Novel oxylipins formed from docosahexaenoic acid by potato lipoxygenase—10( S )‐hydroxydocosahexaenoic acid and 10,20‐dihydroxydocosahexaenoic acid

Potato tuber lipoxygenase (ptLOX) has been shown to catalyze the aerobic formation of at least four major oxygenated derivatives of DHA. Two of the products—7,17( S )‐ and 10,17( S )‐dihydro(pero)xy‐DHA [7,17‐ and 10,17‐diH(P)DHA]— were formed from soybean 15‐LOX‐derived 17( S )‐hydro(pero)xy‐DHA [17( S )‐H(P)DHA], whereas two novel oxylipin compounds— 10( S )‐hydro(pero)xy‐DHA and 10,20‐dihydro(pero)xy‐DHA [10( S )‐H(P)DHA and 10,20‐diH(P)DHA, respectively]—were the major direct products of DHA oxidation by ptLOX. The reactions proceeded relatively slowly but could be stimulated by catalytic amounts of SDS. Micromolar concentrations of 10( S )‐HPDHA effectively abolished the kinetic lag period of ptLOX activation.
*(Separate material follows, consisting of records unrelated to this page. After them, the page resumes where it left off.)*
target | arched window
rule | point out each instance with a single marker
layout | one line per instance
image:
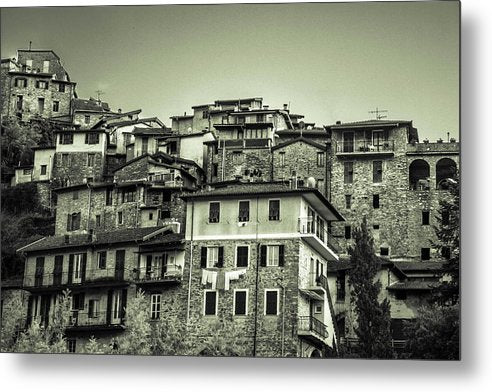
(419, 173)
(445, 169)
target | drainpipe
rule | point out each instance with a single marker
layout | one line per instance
(191, 263)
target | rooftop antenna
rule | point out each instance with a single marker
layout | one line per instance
(378, 112)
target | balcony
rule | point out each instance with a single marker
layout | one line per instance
(365, 147)
(313, 330)
(168, 274)
(318, 237)
(80, 321)
(88, 278)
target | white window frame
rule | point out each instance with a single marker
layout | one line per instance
(268, 255)
(235, 254)
(155, 302)
(265, 303)
(234, 302)
(205, 302)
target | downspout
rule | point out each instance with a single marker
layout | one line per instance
(257, 280)
(191, 263)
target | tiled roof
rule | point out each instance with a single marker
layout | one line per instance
(104, 238)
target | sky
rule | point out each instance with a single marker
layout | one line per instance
(329, 61)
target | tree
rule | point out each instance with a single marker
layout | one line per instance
(435, 333)
(48, 338)
(373, 318)
(137, 337)
(448, 242)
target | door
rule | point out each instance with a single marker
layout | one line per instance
(348, 142)
(119, 272)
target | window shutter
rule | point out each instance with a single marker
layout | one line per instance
(281, 255)
(110, 304)
(203, 259)
(220, 262)
(70, 268)
(263, 255)
(83, 266)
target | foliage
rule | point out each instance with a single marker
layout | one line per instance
(373, 318)
(13, 317)
(136, 340)
(50, 338)
(448, 238)
(435, 333)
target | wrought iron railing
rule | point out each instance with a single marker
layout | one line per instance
(309, 323)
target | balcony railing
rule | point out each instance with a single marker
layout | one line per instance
(77, 277)
(168, 272)
(311, 324)
(365, 146)
(309, 225)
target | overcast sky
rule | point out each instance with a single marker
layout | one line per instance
(329, 61)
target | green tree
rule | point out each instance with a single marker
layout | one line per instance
(137, 337)
(435, 333)
(448, 242)
(373, 318)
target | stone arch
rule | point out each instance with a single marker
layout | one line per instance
(418, 174)
(445, 169)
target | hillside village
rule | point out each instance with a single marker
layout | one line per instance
(236, 209)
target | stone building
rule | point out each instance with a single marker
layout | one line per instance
(102, 271)
(258, 255)
(35, 85)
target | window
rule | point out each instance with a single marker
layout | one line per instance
(40, 105)
(348, 172)
(66, 138)
(240, 304)
(210, 303)
(375, 201)
(243, 211)
(348, 232)
(73, 221)
(214, 212)
(445, 217)
(92, 138)
(155, 306)
(274, 210)
(377, 171)
(93, 308)
(242, 256)
(425, 217)
(271, 302)
(348, 202)
(109, 196)
(20, 82)
(90, 159)
(71, 345)
(212, 256)
(401, 295)
(43, 84)
(101, 259)
(281, 157)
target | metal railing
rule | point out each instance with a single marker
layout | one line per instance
(309, 323)
(309, 225)
(362, 146)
Enzymatic activity with DHA or 17( S )‐HPDHA as substrate was about 8% of that with linoleic acid—a standard natural ptLOX substrate—whereas 17( S )‐HDHA was converted at a rate of ∼1%. The enzyme was relatively unstable and quickly inactivated during the reaction with DHA on with 17( S )‐HPDHA (first‐order kinetic constant of inactivation k in =1.5±0.3 min −1 ), but not with 17( S )‐HDHA. Both 7,17‐ and 10,20‐diH(P)DHA were clearly products of double oxygenation catalyzed by soybean 15‐LOX and/or ptLOX. Our observation that ptLOX could convert 17‐HDHA to 10,17‐diH(P)DHA indicates that this dihydroxylated derivative of DHA also can be formed via a double lipoxygenation mechanism.